2. Each iteration divides the radius by sqrt(2). You need little more than Pythagoras's theorem to prove it.

[Safari]

Alvaro: Where did you get sqrt(2) from?

[Jetru]

Saf:Pythagoras.

I didn't get the second question. 1+2+3 <20

[Alvaro]

Let's look at the first and second circles. The radius of the first is 1. The radius of the second is the distance between the origin and any of its points. One of its points is (.5,.5), where the circle is tangent to the line that goes from (1,0) to (0,1). The distance from the origin to (.5,.5) is 1/sqrt(2).

[Alvaro]

I didn't get the second question. 1+2+3 <20

That was the first question. What he meant is that no matter how you arrange the numbers from 1 to 12 on a clock, there is always going to be a group of three consecutive numbers whose sum is at least 20. Actually, the result can be improved to 21.

[Safari]

Okey, thank you. I understand the first one and I'll try to understand the second one

[Jetru]

Sorry, first question,yes.
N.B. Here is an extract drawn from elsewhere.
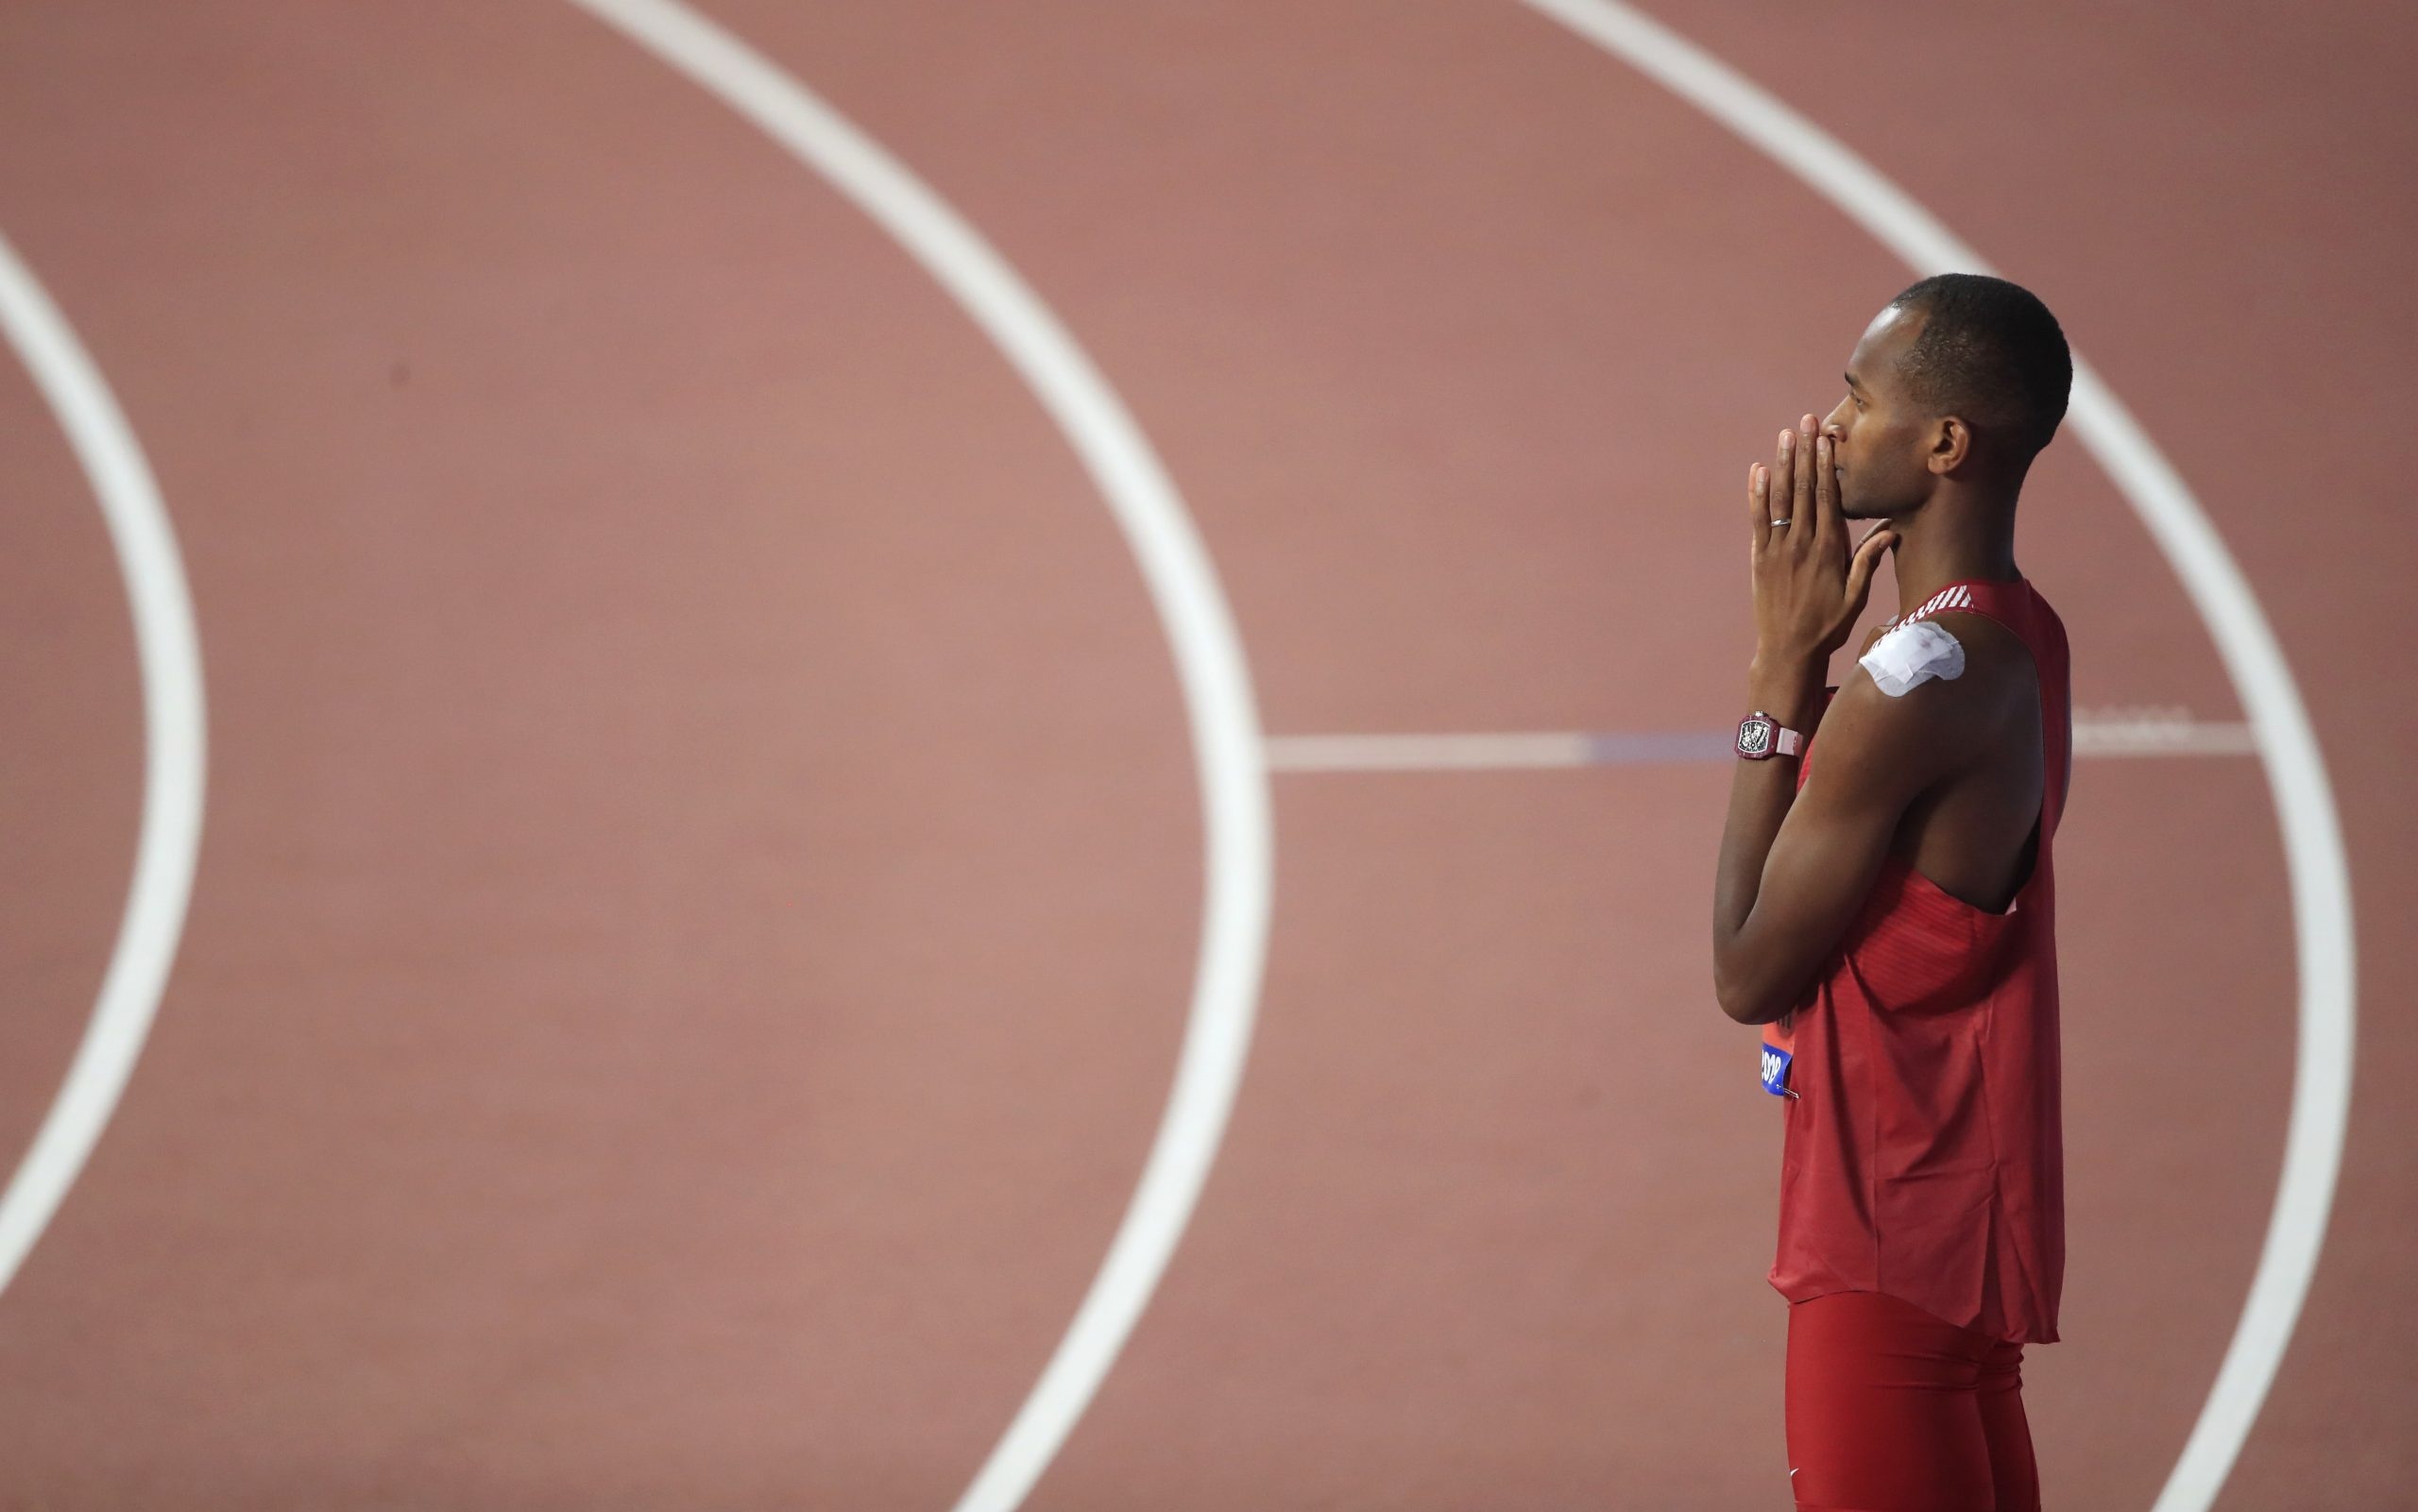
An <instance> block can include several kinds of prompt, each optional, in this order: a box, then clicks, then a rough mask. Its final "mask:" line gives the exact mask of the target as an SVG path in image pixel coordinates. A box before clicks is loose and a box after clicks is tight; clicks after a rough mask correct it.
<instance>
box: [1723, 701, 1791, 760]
mask: <svg viewBox="0 0 2418 1512" xmlns="http://www.w3.org/2000/svg"><path fill="white" fill-rule="evenodd" d="M1804 748H1806V738H1804V735H1799V733H1797V731H1784V728H1780V721H1777V719H1772V716H1770V714H1765V711H1763V709H1755V711H1753V714H1748V716H1746V719H1741V721H1739V755H1741V757H1746V760H1748V762H1768V760H1772V757H1775V755H1797V752H1799V750H1804Z"/></svg>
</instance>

It's asking that there's going to ATLEAST ONE group of three numbers whose sum is >=20?

[Alvaro]

Sorry, first question,yes. It's asking that there's going to ATLEAST ONE group of three numbers whose sum is >=20?

Yes, that's what I said. And you can actually prove that there is at least one group of three consecutvie numbers whose sum is >=21.